Three Paths to Precise Time
“Precise time is so important that everyone needs at least three independent methods of getting it. So, if one, or even two, fail it is not a national disaster.” said Dr. Pat Diamond, also a co-author of the paper.
“Our proposed architecture calls for precise time via GNSS (Global Navigation Satellite Systems), terrestrial eLoran broadcasts, and fiber.” Diamond is a long-time network designer, developer, and entrepreneur. He is also a member of the US National Space Based Positioning, Navigation, and Timing Advisory Board.

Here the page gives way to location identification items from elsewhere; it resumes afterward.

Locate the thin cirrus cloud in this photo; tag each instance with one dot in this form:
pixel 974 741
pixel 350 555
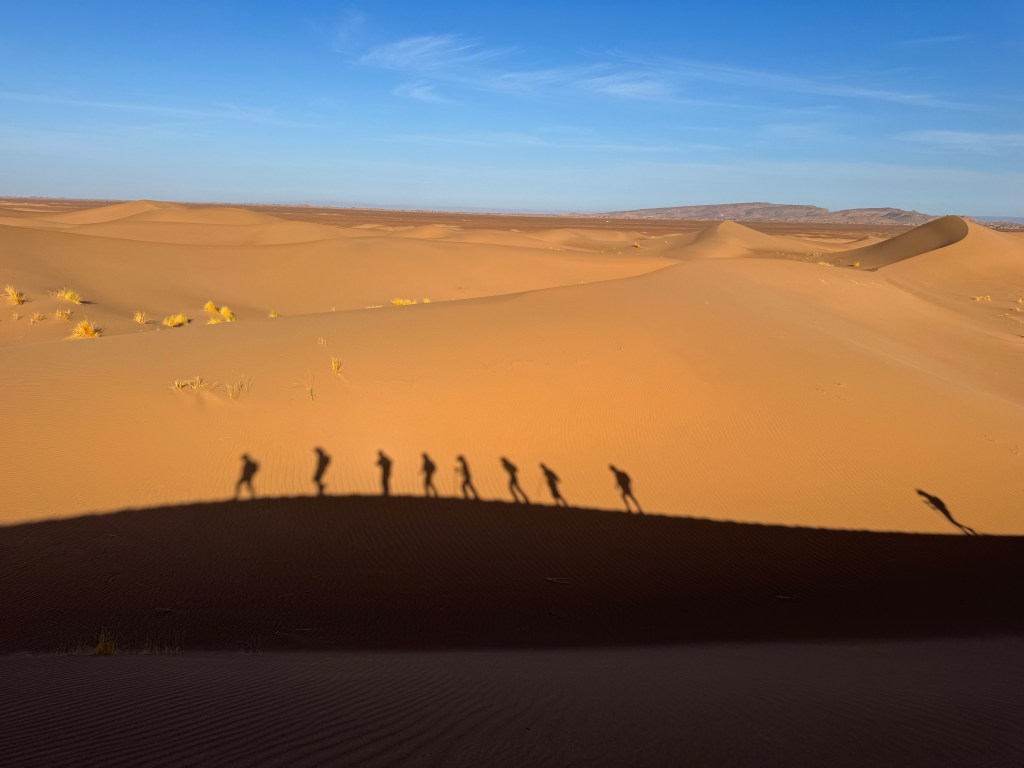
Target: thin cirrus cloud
pixel 432 52
pixel 976 141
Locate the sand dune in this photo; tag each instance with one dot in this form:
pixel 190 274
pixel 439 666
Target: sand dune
pixel 759 387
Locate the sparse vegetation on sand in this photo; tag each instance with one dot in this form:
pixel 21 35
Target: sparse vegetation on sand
pixel 14 297
pixel 174 321
pixel 68 295
pixel 85 330
pixel 236 388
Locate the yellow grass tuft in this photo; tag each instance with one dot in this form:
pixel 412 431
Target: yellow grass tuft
pixel 14 297
pixel 68 295
pixel 196 383
pixel 85 330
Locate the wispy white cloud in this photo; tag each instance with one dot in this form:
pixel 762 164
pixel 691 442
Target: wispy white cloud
pixel 217 112
pixel 430 52
pixel 925 41
pixel 633 86
pixel 421 92
pixel 975 141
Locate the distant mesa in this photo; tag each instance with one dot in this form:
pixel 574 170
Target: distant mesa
pixel 779 212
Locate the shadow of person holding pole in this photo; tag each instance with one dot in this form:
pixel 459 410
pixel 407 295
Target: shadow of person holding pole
pixel 468 489
pixel 518 495
pixel 553 480
pixel 384 462
pixel 625 483
pixel 249 469
pixel 939 506
pixel 427 471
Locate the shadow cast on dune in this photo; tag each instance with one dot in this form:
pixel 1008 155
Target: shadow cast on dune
pixel 371 571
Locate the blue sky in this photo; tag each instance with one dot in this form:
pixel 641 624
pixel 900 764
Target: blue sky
pixel 525 105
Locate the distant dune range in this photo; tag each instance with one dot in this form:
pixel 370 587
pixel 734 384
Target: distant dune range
pixel 808 377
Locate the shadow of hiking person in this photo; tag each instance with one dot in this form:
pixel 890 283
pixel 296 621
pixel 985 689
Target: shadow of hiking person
pixel 384 462
pixel 518 495
pixel 427 471
pixel 553 481
pixel 940 506
pixel 323 459
pixel 468 489
pixel 249 469
pixel 626 487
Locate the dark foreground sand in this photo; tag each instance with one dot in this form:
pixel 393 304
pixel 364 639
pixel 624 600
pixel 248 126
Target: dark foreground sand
pixel 950 702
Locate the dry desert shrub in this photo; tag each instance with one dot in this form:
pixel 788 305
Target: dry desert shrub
pixel 236 388
pixel 68 295
pixel 14 297
pixel 196 383
pixel 85 330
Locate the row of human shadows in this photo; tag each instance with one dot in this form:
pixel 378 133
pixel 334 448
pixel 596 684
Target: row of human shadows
pixel 428 469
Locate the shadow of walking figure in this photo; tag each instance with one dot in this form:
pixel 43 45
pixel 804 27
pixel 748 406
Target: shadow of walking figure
pixel 249 469
pixel 323 460
pixel 939 506
pixel 514 486
pixel 626 487
pixel 468 488
pixel 384 462
pixel 553 481
pixel 428 476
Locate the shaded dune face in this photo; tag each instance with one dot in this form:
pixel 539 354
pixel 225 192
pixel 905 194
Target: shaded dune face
pixel 731 373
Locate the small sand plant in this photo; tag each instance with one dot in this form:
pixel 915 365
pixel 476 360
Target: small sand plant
pixel 68 295
pixel 196 384
pixel 14 297
pixel 85 330
pixel 105 644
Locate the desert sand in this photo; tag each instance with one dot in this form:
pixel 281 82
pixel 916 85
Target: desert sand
pixel 812 417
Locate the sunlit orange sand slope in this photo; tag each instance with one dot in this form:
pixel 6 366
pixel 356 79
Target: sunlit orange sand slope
pixel 733 374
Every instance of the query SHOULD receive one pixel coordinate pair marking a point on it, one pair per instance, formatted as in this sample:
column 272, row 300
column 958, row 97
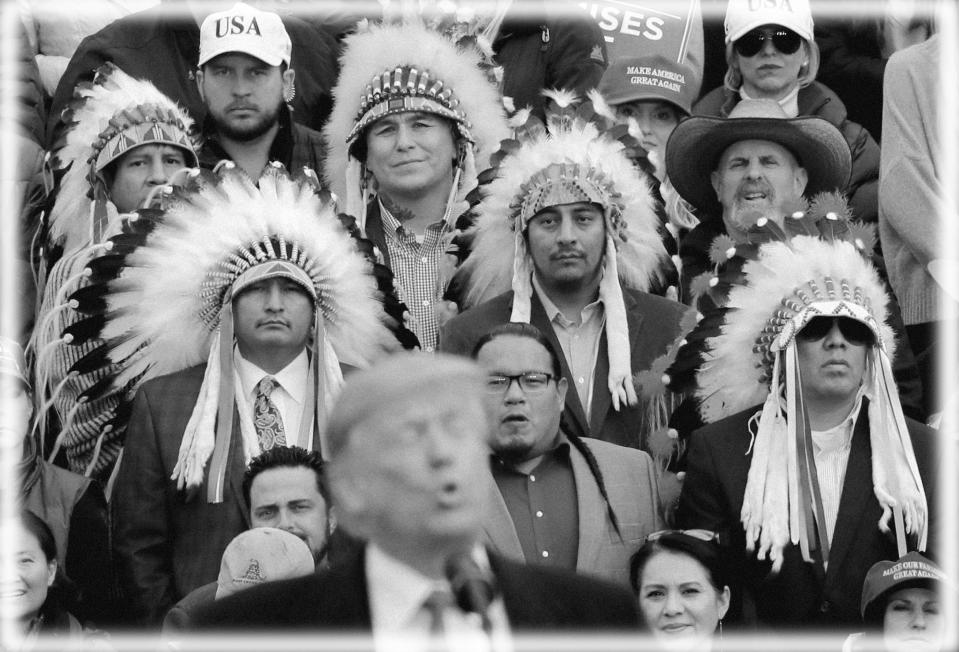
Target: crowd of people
column 437, row 324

Diamond also points out that these three methods should be the backbone for timing distribution in the US, but won’t be the only methods. “What we are describing is a baseline architecture that will be added to” he said. “It is a starting point. We envision in the paper additional distribution methods like time from other satellites, user clocks, and so on, all being part of the mix.”
The federal government has a leadership interest and responsibility in all of this, according to the paper. Nations have long recognized the military and commercial advantages of determining and distributing precise time. Great Britain’s “Longitude Act” of 1714 was really about developing a chronometer to
support safe navigation of Royal Navy and British merchant fleet. In the United States the US Naval Observatory has been keeping and distributing a national time scale time since 1845.
“Just because the feds have an important leadership role, doesn’t mean they have to build and own a bunch of systems,” said Mr. Dana A Goward, the paper’s third co-author. “There are a variety of ways these systems can be established. Public-private-partnerships, subscription contracts like the FAA did with their air traffic ADS-B system, and cooperative agreements are all examples.”
The National Timing Resilience and Security Act of 2018 requires the US Department of Transportation to establish a terrestrial system to backup GPS timing services by December of this year. While the department does not appear to be on track to meet that goal, it completed a technology demonstration
program for GPS backup technologies earlier this year. Two companies demonstrated timing distribution by fiber. Another two demonstrated eLoran.
Many Pieces Already in Place
One of the benefits of the proposed architecture is that much of what is called for is already in place, according to the paper.
“We already have fiber networks, NAPs (network access points). eLoran is
mature and has been deployed by the Brits. And the US government owns enough former Loran-C sites to establish a nationwide eLoran network,” said Dr. Pat Diamond. “All we need is a bit of money and some engineering work to put this all together.”
The whitepaper “A Resilient National Timing Architecture” was sponsored by the Resilient Navigation and Timing foundation and is available on their website.